Yani Roma hangi dinsel güce taparsa tapsın; sonuçta dinler El mantığı gereği kaderli, talihli kişilerin irade ve egemenliğini savunuyordular. Yani hiçbir din özü itibarıyla Romalı egemenliğe aykırı değildi. Tüm mesele Roma'nın kendi egemenliğini tıpkı 2. Mahmut gibi uyruğu içindeki ittifaka ve ittifakı milletlere ve fetih toprağın içindeki o oligarşinin dini ideolojisi üzerinde kendi egemenliğini anlatmayı bilmesiydi.
Roma kendi oligarşin dinini fetih edilen yerdeki uyruklarına dayatmak yerine, kendisi onların oligarşi ideolojisine tabii olacaktı. Fetih toprağındaki bu ideolojileri Roma kendi yararına enfekte edecekti. Bu fetih toprağını elde tutmak için daima güç ve baskı kullanarak kaynak ve enerji harcanması yerine daha verimli bir yoldu. Roma, her dinin sahiplik ve irade vurgusu üzerinde, Roma'nın kendi sahiplik ve irade vurgusunu anmakla, kendisini anlatmayı bilmişti. Roma fetih toprağındaki oligarşiye; oligarşinin binlerce yıldır işleye geldiği diyalektikle seslenecekti.
Bu seslenme içinde Roma o oligarşiye ve ideolojisine ne diyordu? "Roma'nın hakkını Roma'ya ver; (Sezar'ın hakkını Sezar'a); Rabbin hakkını da Rabbe, vereceksin” diyordu! Bu söylemde emek, emek gücü, kolektif, kolektif bilinç, kolektif sahiplik gibi kolektifi temel kavramları bulup anlamak olası mı?
Oligarşinle tarih; sahipleri ve sahipliği ikiye ayırmıştı. Roma'nın (imparatorların, kral, halife ve padişah ile olan oligarşin saltanatların) hakkı ve Rabbin yani dinin hakkıydı. İkisi de Köleci sistemin başından beri kolektifi sömürür olmanın ve sömürmenin hakkını; sömürülenden tahsil (pay) etmekti.
Roma kültüründen çok sonra İkinci Mahmut'ta kendi egemenliğini sağladığı uyruğu altındaki diğer dini kültürlü bir oligarşi imtiyazının çevresindeki milletlere diyordu ki; “Ben tebaamın (bana tabii olan kölelerimin) Hristiyan’ını kilisede, Yahudi’sini Havrada, Müslümanını camide görmek isterim” diyordu. Bu söylemi İkinci Mahmut'un hoşgörülü, büyük padişah olmasına bir referanstı! Bu tali yansımaydı.

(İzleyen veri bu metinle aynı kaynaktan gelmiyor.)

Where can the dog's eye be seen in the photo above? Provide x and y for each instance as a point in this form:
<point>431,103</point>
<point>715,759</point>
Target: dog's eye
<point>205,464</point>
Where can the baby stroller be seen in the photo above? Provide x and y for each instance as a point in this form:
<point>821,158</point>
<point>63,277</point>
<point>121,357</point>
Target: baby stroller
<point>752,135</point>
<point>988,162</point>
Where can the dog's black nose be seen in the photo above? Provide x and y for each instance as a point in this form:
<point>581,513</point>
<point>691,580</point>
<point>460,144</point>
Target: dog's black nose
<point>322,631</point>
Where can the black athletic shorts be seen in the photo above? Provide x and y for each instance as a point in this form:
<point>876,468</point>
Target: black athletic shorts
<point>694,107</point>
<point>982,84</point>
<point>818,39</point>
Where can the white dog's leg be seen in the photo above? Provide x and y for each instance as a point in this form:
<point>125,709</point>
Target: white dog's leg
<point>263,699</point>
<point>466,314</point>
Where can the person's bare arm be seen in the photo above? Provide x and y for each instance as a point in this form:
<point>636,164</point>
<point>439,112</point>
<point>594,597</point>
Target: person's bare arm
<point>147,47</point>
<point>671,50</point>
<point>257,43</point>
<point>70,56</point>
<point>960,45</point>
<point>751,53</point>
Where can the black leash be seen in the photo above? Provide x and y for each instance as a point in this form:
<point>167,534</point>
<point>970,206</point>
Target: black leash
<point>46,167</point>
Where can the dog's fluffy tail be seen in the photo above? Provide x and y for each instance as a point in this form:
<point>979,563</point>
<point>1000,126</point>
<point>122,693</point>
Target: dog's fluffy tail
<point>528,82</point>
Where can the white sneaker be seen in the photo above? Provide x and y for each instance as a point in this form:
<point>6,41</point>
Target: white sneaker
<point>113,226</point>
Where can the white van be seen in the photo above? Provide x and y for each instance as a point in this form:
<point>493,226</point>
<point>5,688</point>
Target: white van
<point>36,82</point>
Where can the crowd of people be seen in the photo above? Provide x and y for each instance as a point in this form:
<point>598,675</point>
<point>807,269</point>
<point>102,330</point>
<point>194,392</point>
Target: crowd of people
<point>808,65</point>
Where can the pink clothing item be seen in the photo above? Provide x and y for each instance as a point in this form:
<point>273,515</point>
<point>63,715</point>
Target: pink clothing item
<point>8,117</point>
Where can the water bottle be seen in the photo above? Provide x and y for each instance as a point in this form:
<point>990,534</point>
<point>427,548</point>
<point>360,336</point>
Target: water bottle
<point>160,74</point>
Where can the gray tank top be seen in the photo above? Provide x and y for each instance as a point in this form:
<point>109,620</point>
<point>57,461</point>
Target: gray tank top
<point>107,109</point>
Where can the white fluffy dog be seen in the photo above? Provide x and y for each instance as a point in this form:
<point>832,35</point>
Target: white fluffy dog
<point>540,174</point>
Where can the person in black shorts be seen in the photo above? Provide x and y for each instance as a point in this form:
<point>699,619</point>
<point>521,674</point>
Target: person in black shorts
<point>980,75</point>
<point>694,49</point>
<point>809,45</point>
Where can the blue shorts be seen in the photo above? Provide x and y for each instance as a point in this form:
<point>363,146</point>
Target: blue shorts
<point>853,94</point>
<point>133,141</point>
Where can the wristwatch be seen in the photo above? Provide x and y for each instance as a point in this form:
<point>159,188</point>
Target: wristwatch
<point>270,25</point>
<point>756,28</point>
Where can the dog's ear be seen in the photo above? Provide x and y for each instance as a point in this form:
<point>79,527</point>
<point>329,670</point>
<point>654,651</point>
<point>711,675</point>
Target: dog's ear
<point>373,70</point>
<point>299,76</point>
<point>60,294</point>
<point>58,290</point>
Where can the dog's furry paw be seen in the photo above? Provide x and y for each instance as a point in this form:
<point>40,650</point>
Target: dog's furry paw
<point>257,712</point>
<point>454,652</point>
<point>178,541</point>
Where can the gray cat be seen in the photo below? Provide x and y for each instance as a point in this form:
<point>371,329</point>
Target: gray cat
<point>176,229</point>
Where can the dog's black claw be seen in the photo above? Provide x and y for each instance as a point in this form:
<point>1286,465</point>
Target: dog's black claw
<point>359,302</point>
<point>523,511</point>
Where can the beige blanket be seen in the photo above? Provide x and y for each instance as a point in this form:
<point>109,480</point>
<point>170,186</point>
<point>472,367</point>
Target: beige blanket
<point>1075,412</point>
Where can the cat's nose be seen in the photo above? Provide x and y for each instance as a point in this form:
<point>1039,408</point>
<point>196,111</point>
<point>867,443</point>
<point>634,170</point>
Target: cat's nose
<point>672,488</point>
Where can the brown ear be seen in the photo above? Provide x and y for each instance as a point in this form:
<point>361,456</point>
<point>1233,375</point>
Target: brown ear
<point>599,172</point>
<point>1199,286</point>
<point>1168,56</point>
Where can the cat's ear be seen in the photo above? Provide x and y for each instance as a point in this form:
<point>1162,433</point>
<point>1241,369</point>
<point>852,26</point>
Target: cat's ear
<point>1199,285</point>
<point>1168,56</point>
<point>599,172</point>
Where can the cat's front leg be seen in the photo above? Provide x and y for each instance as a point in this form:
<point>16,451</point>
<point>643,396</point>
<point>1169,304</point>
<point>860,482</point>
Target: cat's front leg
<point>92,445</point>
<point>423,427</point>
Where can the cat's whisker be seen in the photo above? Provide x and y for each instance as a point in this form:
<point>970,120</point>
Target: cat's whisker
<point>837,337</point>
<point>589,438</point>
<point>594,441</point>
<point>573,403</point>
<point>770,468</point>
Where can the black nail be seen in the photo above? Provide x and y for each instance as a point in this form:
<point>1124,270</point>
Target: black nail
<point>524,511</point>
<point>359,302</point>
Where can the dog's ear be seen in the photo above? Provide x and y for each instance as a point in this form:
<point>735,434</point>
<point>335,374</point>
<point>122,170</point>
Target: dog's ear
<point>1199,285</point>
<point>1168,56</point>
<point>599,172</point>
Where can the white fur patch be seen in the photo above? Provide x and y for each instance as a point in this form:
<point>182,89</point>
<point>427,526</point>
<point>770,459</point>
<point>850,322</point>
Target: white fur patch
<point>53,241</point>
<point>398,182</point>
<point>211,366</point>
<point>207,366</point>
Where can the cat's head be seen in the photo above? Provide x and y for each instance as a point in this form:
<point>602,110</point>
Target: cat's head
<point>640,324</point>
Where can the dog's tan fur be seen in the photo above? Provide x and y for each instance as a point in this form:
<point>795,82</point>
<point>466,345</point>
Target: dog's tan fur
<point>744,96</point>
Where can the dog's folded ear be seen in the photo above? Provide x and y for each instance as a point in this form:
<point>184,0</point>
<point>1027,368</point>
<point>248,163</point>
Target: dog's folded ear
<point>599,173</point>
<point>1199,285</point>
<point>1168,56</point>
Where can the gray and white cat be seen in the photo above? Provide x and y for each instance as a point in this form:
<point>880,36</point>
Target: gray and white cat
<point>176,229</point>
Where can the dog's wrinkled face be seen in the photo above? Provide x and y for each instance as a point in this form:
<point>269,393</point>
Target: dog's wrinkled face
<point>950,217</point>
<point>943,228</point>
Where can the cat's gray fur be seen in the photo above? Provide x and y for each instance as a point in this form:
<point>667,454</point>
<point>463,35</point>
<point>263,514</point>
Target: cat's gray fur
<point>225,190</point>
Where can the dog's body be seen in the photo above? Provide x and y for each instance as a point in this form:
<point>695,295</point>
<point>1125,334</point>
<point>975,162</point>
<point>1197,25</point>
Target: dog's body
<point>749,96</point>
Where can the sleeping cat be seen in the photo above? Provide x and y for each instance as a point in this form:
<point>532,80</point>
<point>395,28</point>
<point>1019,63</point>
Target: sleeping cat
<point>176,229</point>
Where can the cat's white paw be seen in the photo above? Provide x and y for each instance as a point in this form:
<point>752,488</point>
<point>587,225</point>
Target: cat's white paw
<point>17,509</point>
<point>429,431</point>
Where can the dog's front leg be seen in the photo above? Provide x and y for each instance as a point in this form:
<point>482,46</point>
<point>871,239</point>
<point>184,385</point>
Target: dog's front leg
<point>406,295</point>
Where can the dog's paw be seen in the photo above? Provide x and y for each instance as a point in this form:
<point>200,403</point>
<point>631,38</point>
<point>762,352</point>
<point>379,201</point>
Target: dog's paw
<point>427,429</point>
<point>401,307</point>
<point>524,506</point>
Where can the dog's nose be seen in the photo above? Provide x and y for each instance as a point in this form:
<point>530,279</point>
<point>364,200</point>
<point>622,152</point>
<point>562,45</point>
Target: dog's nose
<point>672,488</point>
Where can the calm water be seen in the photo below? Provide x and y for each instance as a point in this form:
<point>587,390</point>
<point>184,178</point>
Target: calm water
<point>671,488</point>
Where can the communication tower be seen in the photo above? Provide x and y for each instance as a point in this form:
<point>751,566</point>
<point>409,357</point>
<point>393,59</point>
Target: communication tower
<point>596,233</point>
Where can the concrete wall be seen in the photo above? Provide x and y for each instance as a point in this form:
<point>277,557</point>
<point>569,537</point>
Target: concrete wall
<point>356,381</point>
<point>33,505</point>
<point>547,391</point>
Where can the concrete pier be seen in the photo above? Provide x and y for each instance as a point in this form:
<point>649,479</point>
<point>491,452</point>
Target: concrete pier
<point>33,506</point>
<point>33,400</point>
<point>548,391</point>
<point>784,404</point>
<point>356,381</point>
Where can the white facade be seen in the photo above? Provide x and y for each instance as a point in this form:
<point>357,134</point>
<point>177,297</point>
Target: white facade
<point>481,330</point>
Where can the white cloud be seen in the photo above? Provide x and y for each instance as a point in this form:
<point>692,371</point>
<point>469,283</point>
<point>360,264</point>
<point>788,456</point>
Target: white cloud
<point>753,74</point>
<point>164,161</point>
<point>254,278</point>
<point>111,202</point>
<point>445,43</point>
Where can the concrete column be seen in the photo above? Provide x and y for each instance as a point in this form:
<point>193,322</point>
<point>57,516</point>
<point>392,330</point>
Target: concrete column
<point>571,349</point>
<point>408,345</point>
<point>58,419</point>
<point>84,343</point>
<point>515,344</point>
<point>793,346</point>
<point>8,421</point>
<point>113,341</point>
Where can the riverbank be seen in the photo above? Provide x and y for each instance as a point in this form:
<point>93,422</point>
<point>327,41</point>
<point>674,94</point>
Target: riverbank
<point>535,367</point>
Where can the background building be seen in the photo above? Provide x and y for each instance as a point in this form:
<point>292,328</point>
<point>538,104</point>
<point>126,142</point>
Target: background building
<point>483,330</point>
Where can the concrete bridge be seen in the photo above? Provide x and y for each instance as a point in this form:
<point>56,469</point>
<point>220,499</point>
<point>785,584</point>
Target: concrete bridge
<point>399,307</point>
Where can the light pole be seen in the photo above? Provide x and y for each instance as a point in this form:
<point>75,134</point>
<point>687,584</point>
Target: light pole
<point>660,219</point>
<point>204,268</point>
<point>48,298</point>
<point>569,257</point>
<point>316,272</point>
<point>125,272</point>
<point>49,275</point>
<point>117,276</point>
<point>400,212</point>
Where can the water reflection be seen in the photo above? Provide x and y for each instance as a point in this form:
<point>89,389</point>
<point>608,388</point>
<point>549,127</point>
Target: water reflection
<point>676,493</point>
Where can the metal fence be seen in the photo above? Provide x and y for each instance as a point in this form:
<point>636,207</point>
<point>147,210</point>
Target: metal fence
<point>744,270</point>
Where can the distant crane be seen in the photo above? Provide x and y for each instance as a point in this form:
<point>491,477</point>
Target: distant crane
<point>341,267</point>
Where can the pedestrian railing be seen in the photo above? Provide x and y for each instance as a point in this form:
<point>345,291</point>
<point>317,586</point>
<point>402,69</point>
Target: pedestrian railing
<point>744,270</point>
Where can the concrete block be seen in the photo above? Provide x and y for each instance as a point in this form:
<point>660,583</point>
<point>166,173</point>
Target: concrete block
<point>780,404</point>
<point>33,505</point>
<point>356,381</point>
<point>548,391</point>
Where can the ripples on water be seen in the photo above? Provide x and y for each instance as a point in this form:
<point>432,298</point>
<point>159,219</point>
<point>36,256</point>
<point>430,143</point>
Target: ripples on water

Hâlbuki ki durum hiçte öyle değildi. Roma’dan beri iyi biliniyordu ki bir fetihçi egemenlik isterse kendi egemenliğini diğer dinler üzerinde uyuşturma ve kullanımla ihraç edebiliyordu. Bu tutum fatihlerin kendini fazla yorup hırpalanmamasıydı. Fetih edilen oligarşi yerlerindeki, o oligarşilerin kendi kodları üzerinde fatihin kendisini anlatması; fatihin anlattığı kadarla kendi egemenliğinin tanınması oluyordu.
İkinci Mahmut, tarih felsefesi iyi olan bir kişiymiş. Ama cehaletin gözünde hoşgörülü büyük padişahtı! Neden? Çünkü her üç din de "ulül emir olan halife ve halife saltanatlarını ve saltanatçıları kutsayan" dindi. Eh; durum bu olunca ikinci Mahmut, her üç dinin kodları üzerinde kendi egemenliğini bu siyaset üzerinde pek âlâ da pekiştirebilirdi.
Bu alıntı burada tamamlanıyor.